We have a 7 node ES cluster in EC2, and query performance is far worse than I would expect given the load. I have tried to rewrite the query syntax from filters to queries (as our retrieval is all against non_analyzed, exact term matches) - but that has had no real improvement. We frequently see spikes of 100% CPU. Recently one node when to 1000 thread pool search queue (while at 100% cpu) and stayed there for about 15 minutes. Searches in the slow log were taking 8 to 10 seconds to complete. We seem to go through these periods when a tiny bit additional load, just seems to make the cluster on the brink of tipping over.
Here is a snippet of the search syntax => https://gist.github.com/jaydanielian/e374a401560f3e3b1812#file-gistfile1-txt
Here is a snapshot from hot_threads =>
- We are using EBS for the disk storage, and I do see a fair amount of disk reads, but wondering why that would also cause CPU to spike and hold at 100%
- I see several cache evictions per second (4 or 5), even though I dont use filters anymore since our searches are all specific (not going to be reused), so not sure why its still cache churning things
- We have custom routing enabled, so we only hit one shard per query
- Our index is 1 segment and optimized as it is read only
- We have six shards with 820 million docs total in the index (118 GB)
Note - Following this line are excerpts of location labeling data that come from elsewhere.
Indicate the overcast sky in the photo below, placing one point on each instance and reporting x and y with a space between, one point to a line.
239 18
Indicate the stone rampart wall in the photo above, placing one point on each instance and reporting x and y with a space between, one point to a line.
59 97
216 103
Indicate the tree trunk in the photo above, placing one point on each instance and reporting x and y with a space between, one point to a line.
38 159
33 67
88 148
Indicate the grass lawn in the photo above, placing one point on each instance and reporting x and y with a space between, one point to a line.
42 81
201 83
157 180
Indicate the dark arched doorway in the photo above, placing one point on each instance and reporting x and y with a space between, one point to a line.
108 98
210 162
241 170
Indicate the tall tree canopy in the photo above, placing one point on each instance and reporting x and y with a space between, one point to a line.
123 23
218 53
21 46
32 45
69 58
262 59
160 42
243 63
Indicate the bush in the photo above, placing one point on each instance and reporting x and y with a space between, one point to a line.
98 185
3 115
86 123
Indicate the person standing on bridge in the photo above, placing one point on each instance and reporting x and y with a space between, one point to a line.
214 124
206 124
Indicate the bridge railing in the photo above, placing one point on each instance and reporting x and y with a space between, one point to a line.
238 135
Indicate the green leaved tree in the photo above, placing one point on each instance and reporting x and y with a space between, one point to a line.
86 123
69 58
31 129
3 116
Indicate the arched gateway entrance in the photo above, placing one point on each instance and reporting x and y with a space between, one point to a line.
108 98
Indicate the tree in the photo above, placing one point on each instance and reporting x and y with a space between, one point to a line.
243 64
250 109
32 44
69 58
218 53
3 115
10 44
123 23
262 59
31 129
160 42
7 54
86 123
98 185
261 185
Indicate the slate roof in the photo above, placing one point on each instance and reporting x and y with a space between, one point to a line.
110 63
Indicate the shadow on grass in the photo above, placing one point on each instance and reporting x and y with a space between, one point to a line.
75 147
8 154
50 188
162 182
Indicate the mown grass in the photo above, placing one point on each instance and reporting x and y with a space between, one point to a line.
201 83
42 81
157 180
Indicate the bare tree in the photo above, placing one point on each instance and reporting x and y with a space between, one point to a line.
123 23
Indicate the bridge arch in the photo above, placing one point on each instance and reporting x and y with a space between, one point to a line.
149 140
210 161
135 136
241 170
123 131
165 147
- we use the multisearch API to bulk our requests together usually in chunks of 50 or 100
- during these CPU spike times it is not uncommon for 2 to 3 nodes to be 100% CPU and the others to be virtually idle on CPU.
Any gurus out there who can offer some guidance? We are at the end of our rope dealing with this here, and may have to consider moving off ES if we can't get our cluster to handle the current load more efficiently.